Aneel propõe reajuste médio de 6,32% na revisão tarifária da Enel São Paulo
Sede da Enel São Paulo, em Barueri: empresa atende 7,2 milhões de unidades consumidoras na região metropolitana. Foto: Arquivo

A Agência Nacional de Energia Elétrica (Aneel) propôs reajuste tarifário médio de 6,32% para as tarifas da Enel São Paulo (ex-Eletropaulo), no âmbito da Quinta Revisão Tarifária Periódica da concessionária. Para consumidores atendidos na baixa tensão, o índice médio proposto é de 5,75%. Para consumidores atendidos na alta tensão, o aumento ficaria em 7,85%.

A empresa atende 7,2 milhões de unidades consumidoras em 24 municípios da região metropolitana de São Paulo, entre os quais a Capital e os sete do ABC.

Os porcentuais ainda são preliminares e passarão por audiência pública. Os números definitivos serão aprovados pela Aneel em abril e as novas tarifas passarão a vigorar a partir de 4 de julho.

Conforme destacaram os diretores da Aneel, os itens que mais impactam os índices propostos são custos de aquisição de energia, gastos para remunerar a atividade de distribuição de energia, componentes financeiros previstos para compra de energia e risco hidrológico.

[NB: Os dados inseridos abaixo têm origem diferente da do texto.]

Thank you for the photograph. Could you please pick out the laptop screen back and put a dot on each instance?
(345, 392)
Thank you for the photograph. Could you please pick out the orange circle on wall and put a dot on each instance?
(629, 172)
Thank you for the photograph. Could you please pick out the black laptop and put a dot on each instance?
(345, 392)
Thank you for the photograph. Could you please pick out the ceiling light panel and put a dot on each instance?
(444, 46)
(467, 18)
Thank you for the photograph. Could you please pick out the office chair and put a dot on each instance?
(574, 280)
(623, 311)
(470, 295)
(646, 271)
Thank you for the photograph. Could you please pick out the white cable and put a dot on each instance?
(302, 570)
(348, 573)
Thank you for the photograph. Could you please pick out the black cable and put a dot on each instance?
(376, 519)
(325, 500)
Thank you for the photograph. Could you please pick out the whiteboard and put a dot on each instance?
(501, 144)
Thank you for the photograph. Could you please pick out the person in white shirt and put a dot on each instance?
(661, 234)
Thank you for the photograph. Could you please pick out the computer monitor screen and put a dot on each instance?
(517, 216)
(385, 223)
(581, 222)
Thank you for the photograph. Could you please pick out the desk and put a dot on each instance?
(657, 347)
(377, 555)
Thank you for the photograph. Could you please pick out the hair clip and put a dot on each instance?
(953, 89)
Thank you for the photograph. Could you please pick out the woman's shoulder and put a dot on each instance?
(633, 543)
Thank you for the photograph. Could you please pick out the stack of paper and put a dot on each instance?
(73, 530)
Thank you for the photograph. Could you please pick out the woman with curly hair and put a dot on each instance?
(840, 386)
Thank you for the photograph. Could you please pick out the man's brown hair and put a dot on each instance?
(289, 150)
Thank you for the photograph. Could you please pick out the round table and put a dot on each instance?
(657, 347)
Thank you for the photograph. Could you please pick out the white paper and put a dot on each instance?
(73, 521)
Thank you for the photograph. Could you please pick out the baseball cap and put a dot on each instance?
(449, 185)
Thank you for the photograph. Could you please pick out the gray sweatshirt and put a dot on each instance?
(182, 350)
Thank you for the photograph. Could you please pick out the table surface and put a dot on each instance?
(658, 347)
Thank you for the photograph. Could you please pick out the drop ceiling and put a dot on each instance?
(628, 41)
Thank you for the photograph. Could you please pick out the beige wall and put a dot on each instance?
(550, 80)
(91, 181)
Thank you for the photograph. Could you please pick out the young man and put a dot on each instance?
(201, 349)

O diretor geral da Aneel, André Pepitone, salientou que o acordo estabelecido com oito bancos para pagamento antecipado do empréstimo da Conta ACR se refletiu no reajuste proposto, retirando cerca de 5%. Outro item que diminuiu o índice é o ajuste em Conta de Desenvolvimento Energético (CDE). Juntos, os dois itens contribuem para reduzir o índice em aproximadamente 7,66%.

A proposta passará por audiência pública entre 3 de abril e 18 de maio, a fim de colher subsídios e informações adicionais para revisão tarifária da distribuidora. Esse processo, realizado de quatro em quatro anos, está previsto nos contratos de concessão e visam obter o equilíbrio das tarifas com base na remuneração dos investimentos feitos pela empresa para a prestação dos serviços e a cobertura de despesas efetivamente reconhecidas pela Aneel.

Além do índice de reajuste, a audiência discutirá a qualidade do serviço e os novos limites dos indicadores de continuidade no fornecimento – de duração e frequência das interrupções, conhecidos como DEC e FEC – para o período de 2019 a 2023.

Conforme salientou Pepitone, a Enel São Paulo vinha apresentando nível de duração média das interrupções acima da meta regulatória estabelecida pela agência desde 2011. No ano passado, conseguiu diminuir o patamar aos 7,18 horas, abaixo da meta de 7,56 horas. Agora, a proposta da Aneel é reduzir a meta a cerca de 7 horas no final do próximo ciclo, em 2023.

Como parte da audiência pública, será realizada sessão presencial em 17 de abril, em São Paulo, para debater o tema. A reunião ocorrerá às 14h, na sede da Federação das Indústrias do Estado de São Paulo (Fiesp), localizada à Avenida Paulista, 1.313, 4º andar.